Workers who act to the detriment of their company or their colleagues outside the workplace and beyond their hours may be subject to disciplinary dismissal. This is what the Supreme Court dictates in a ruling dated May 31 that estimates an appeal filed by the plaintiff in cassation.
The case goes back to a Christmas dinner of the Aluminum Company of the Pyrenees and Reforms Sicilia. In it, the High Court notes, a worker uttered insults such as 'asshole', 'son of a bitch' and 'shitty Moor' to several colleagues. Likewise, he came to physically attack some of them, after several attempts. The aggressor was expelled from the premises by the owner of the establishment and the latter reported what had happened to the owner of the company, with whom he had a good relationship, according to the reported facts.
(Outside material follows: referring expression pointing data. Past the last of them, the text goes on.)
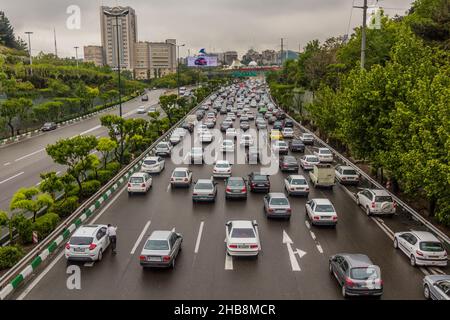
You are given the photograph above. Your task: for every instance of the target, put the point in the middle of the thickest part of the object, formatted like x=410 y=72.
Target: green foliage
x=9 y=256
x=45 y=224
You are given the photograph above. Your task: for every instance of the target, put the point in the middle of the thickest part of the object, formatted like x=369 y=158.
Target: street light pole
x=29 y=33
x=178 y=67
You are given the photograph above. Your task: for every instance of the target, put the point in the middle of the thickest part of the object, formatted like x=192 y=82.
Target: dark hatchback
x=297 y=145
x=258 y=182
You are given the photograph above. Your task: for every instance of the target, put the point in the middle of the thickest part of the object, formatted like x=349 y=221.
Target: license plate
x=153 y=259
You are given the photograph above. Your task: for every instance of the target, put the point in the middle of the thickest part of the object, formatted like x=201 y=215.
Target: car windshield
x=136 y=179
x=324 y=208
x=242 y=233
x=81 y=241
x=279 y=201
x=203 y=186
x=179 y=174
x=298 y=182
x=431 y=246
x=364 y=273
x=383 y=199
x=157 y=245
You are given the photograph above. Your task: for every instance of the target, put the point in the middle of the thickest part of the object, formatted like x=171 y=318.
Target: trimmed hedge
x=9 y=256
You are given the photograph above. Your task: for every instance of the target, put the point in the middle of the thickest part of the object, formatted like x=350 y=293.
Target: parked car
x=161 y=249
x=296 y=185
x=235 y=187
x=204 y=190
x=436 y=287
x=356 y=274
x=346 y=175
x=48 y=126
x=163 y=149
x=307 y=138
x=139 y=182
x=181 y=177
x=242 y=238
x=307 y=162
x=296 y=145
x=276 y=205
x=422 y=248
x=322 y=175
x=321 y=212
x=153 y=164
x=88 y=243
x=259 y=182
x=324 y=155
x=375 y=201
x=222 y=169
x=288 y=164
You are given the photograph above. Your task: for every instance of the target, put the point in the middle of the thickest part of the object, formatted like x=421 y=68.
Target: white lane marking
x=199 y=237
x=10 y=178
x=29 y=155
x=228 y=262
x=40 y=277
x=319 y=247
x=138 y=241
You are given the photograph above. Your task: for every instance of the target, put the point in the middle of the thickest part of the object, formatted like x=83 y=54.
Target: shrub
x=9 y=256
x=45 y=224
x=114 y=167
x=65 y=207
x=90 y=188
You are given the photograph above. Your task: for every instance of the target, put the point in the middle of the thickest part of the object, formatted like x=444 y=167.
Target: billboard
x=202 y=61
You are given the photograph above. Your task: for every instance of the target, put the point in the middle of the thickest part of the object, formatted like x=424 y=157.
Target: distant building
x=229 y=57
x=127 y=36
x=93 y=54
x=163 y=58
The Supreme Court annuls the ruling of the TSJ that annulled the dismissal and condemned the company for unfair dismissal, with the following argument: "That the facts reported, declared proven, reveal a conduct linked or tied to the employment relationship, which breaks the enforceable rules of coexistence, resulting, directly or indirectly, to the detriment of the company, and which becomes punishable with said disciplinary dismissal.
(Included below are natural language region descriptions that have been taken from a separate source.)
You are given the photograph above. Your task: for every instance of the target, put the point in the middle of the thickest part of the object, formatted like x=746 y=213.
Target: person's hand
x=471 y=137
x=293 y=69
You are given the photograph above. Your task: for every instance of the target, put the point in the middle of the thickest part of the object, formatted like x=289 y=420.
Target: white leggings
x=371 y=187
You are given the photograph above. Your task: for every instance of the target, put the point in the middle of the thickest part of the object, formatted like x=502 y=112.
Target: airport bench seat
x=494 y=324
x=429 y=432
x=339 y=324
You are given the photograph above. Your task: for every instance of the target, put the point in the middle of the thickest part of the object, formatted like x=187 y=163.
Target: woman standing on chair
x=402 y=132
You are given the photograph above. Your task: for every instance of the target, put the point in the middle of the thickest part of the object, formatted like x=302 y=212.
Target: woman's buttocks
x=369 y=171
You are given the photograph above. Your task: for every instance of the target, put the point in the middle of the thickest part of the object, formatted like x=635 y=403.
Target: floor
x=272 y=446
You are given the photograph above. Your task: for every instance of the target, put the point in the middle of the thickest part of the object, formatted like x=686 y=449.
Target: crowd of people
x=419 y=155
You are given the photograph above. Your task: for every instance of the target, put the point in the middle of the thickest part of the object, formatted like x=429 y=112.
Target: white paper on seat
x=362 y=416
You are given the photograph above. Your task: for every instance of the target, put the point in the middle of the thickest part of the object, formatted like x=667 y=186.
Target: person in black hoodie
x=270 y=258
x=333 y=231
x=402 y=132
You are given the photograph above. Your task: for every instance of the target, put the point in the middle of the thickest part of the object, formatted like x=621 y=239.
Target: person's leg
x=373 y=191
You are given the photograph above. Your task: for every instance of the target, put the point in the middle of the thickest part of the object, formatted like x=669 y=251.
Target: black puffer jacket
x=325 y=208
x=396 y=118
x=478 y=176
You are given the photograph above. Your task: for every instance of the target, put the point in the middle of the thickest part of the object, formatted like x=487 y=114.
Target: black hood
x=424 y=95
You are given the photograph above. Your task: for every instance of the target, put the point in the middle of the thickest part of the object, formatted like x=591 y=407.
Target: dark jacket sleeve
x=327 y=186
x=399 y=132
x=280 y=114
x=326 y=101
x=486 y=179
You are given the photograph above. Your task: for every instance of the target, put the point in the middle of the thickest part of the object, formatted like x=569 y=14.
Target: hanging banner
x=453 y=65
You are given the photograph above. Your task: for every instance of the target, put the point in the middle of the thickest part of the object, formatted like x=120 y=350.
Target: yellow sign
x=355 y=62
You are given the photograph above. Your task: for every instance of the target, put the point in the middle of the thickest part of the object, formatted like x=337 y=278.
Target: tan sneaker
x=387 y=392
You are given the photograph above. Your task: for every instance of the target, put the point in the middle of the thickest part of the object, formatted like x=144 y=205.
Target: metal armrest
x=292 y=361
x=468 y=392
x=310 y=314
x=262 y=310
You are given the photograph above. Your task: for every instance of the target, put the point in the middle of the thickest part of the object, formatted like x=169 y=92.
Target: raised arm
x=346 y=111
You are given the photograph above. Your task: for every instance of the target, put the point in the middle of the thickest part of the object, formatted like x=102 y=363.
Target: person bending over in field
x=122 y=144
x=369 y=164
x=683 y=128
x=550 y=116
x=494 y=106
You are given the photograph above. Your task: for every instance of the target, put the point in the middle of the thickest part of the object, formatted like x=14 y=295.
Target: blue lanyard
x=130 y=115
The Social Chamber understands that the conduct of the aggressor was linked to the employment relationship and that it causes damage to the company, "even if it is by way of clouding the good work environment that attitudes such as those related to to those cases of verbal and physical offenses against the relatives of workers and businessmen”. Likewise, the ruling maintains that his attitude "is constitutive of a very serious and culpable breach of his obligations."
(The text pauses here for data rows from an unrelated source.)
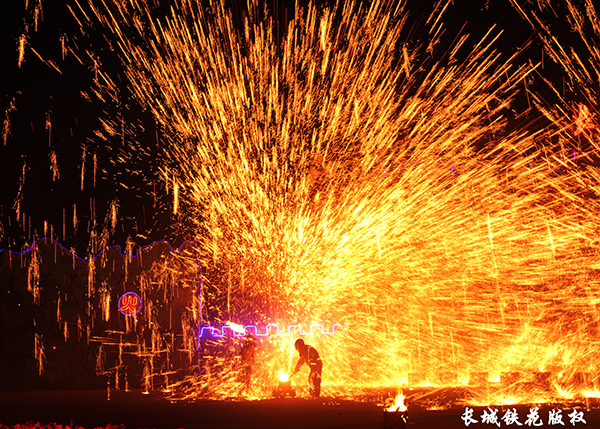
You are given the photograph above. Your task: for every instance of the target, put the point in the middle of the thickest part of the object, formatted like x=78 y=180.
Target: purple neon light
x=267 y=330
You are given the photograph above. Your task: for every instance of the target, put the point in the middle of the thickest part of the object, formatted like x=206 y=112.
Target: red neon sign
x=130 y=303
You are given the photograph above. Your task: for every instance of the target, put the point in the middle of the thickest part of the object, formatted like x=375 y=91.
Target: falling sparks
x=356 y=189
x=22 y=44
x=360 y=188
x=584 y=120
x=54 y=166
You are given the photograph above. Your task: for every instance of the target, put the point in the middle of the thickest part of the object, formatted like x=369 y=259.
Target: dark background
x=127 y=173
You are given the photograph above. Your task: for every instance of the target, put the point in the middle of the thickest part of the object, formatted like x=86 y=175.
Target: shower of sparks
x=333 y=176
x=336 y=182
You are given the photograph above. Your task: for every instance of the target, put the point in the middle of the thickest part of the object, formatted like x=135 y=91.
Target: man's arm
x=299 y=364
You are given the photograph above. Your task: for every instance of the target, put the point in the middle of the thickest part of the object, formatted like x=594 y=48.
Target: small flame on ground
x=283 y=376
x=398 y=404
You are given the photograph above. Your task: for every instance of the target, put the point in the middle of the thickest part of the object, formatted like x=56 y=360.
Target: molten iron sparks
x=283 y=376
x=330 y=184
x=235 y=327
x=398 y=404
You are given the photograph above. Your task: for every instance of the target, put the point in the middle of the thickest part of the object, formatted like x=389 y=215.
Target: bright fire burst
x=332 y=180
x=283 y=376
x=398 y=404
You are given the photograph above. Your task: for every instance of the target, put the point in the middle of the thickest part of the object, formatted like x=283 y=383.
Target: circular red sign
x=130 y=303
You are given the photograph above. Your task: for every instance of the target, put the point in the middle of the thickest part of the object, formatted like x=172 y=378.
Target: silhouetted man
x=248 y=355
x=310 y=356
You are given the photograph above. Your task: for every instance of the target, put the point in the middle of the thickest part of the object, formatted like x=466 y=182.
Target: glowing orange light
x=283 y=376
x=236 y=327
x=398 y=404
x=584 y=120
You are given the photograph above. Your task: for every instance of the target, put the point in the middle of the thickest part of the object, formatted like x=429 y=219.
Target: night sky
x=56 y=113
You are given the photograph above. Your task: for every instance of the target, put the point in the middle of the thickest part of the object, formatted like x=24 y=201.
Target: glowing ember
x=398 y=404
x=324 y=180
x=283 y=376
x=237 y=328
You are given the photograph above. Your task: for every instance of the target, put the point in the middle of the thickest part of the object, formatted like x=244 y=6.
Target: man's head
x=299 y=344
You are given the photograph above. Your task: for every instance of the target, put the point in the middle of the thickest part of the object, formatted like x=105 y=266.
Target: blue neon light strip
x=123 y=254
x=267 y=331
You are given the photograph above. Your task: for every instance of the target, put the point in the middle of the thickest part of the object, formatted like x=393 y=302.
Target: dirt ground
x=91 y=409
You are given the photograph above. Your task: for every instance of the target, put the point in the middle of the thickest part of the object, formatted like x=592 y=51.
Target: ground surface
x=91 y=409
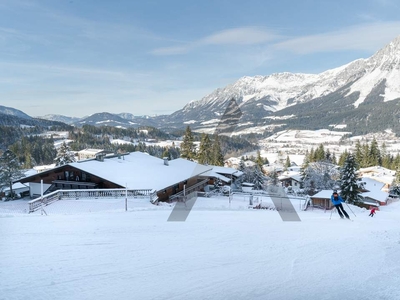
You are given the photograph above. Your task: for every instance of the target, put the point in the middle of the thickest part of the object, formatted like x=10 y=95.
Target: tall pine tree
x=10 y=170
x=204 y=155
x=187 y=146
x=64 y=155
x=349 y=184
x=217 y=156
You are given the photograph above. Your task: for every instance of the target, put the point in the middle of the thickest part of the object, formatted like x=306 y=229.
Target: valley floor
x=222 y=251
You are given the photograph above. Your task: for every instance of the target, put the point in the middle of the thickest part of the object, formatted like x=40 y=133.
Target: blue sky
x=77 y=58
«The involvement and link of the imputed conduct with the employment relationship is clear: it affects other colleagues in the company, affecting the coexistence between them and the reputation of the employer himself, ultimately resulting in his detriment. The serious offenses uttered by the plaintiff against his colleagues, verbally - they included expressions of hatred - and physically (attempted aggression with a bottle, avoided by one of them, slapping and shaking), irremediably conditioned the labor relations between them and also a deterioration for the image of the business entity, causing its discredit against third parties, "adds the Supreme Court.